U.S., Other Countries Threaten to Retaliate Against EU on Airline Emissions “Taxes”

The U.S. sent a strong letter to the European Union warning them that the EU’s airline emissions trading scheme — set to start in January 2012 — should be halted or postponed. If not, the letter from U.S. Secretary of State Hillary Clinton said, “. . . we will be compelled to take appropriate action.” According to the Financial Times (registration required), 42 other countries, including major economic powerhouses, such as China and Brazil, signed onto the letter, which seemed to be timed just before the EU’s highest court renders its decision.

On Wednesday the EU’s Court of Justice is expected to rule in favor of the EU’s plan to charge airlines — domestic and foreign — for their carbon emissions. The EU scheme would cover aviation in its controversial — and collapsing — cap-and-trade system for reducing carbon emissions. All planes landing or taking off in the EU would be forced to pay for their emissions, whether those were emitted over EU airspace or not.
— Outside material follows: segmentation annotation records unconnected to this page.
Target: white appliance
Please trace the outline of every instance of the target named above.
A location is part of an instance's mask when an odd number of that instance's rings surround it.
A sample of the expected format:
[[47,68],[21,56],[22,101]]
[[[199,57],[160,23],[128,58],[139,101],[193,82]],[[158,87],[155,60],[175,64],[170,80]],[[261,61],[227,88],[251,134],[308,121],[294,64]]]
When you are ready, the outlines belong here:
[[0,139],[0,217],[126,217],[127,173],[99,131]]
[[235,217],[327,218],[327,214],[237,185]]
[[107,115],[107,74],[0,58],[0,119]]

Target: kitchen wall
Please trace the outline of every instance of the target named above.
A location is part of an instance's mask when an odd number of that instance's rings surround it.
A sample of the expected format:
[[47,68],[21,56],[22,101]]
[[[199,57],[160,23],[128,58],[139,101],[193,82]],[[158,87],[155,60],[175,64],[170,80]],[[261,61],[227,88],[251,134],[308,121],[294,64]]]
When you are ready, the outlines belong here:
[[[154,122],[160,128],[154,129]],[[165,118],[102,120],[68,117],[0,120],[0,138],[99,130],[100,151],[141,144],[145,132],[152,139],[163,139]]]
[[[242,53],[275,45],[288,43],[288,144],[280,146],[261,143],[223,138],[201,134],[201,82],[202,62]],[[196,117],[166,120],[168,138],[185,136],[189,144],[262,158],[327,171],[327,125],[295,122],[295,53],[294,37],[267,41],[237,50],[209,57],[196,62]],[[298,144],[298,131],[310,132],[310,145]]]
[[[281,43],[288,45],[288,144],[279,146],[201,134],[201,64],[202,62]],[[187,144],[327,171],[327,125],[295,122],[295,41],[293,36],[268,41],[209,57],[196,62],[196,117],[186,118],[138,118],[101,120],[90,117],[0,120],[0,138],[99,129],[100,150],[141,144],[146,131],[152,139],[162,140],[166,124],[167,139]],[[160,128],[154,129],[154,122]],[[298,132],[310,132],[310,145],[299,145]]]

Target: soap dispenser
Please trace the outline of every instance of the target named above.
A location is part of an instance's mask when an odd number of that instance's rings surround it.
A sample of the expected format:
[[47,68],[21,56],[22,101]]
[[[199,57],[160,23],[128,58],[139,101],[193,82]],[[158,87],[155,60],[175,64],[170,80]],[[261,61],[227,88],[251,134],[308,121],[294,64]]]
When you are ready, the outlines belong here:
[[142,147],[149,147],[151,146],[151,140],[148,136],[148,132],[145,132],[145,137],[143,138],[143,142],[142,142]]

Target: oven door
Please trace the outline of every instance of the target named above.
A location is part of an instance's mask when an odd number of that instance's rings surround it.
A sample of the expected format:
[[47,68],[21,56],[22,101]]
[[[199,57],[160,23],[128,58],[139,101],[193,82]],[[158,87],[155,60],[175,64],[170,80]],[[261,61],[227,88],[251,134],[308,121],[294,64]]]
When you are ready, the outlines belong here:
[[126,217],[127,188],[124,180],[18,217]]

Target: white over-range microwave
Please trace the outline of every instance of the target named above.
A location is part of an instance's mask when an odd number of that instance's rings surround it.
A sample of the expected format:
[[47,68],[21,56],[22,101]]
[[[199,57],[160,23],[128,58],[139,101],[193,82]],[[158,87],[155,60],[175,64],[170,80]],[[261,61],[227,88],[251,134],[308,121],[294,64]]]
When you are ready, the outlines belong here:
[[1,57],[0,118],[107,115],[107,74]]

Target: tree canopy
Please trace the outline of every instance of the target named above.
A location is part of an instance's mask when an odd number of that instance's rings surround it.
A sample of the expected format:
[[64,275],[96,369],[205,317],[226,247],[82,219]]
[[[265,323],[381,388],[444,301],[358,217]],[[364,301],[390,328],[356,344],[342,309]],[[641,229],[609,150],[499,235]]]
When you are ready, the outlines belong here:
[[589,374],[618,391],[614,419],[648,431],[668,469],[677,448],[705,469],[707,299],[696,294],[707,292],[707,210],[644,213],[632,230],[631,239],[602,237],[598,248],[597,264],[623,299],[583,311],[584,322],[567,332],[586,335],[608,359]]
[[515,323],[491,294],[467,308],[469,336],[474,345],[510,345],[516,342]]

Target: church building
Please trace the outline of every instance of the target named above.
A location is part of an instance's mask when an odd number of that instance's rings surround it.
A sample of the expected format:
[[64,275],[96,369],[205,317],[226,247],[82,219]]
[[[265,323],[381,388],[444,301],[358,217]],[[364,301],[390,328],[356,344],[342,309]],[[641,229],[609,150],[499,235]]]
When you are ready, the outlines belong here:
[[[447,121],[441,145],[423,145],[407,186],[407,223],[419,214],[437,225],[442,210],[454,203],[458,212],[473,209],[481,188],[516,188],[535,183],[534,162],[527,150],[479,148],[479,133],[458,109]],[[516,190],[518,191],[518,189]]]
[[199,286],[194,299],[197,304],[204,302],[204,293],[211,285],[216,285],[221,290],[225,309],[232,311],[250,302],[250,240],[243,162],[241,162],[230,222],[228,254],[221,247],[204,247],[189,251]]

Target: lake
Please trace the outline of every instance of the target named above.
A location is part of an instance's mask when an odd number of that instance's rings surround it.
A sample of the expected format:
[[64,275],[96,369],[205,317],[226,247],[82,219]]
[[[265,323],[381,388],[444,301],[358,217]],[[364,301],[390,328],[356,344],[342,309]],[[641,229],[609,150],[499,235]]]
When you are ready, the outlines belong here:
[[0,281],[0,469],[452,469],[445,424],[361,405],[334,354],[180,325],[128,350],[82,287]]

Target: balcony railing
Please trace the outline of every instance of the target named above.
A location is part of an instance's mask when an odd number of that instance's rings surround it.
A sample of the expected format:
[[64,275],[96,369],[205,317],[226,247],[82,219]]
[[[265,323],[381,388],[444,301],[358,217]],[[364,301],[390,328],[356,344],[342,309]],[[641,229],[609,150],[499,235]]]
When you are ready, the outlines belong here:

Expanding the failing carbon trading system during a period of failing economies seems to be an act of self-flagellation on the part of the EU in the name of environmentalism. Or maybe they are hoping to bring other countries down to a “level playing field” of wasting billions of dollars that would flow into their coffers. A 2009 study by Matt Sinclair of the UK’s Taxpayers’ Alliance estimated that from its introduction in 2005 through 2008, the EU’s carbon trading scheme has cost European consumers €93 billion. Just last month The Australian reported that the Swiss bank UBS had issued a study stating:

. . . the European Union’s emissions trading scheme has cost the continent’s consumers $287 billion for “almost zero impact” on cutting carbon emissions, and has warned that the EU’s carbon pricing market is on the verge of a crash next year.

In a damning report to clients, UBS Investment Research said that had the €210bn the European ETS had cost consumers been used in a targeted approach to replace the EU’s dirtiest power plants, emissions could have been reduced by 43 per cent “instead of almost zero impact on the back of emissions trading.”

If the EU stands by its plan to exert control over airlines of other countries and to charge them for emissions, many have argued that it would attack the sovereignty of other countries, destroy the international legal system in place for airlines — the Convention on International Civil Aviation — put onerous economic burdens on airlines, and raise the cost of international travel and delivery services.

Retaliation would seem inevitable, which could plunge the fragile world economy into a destructive trade war.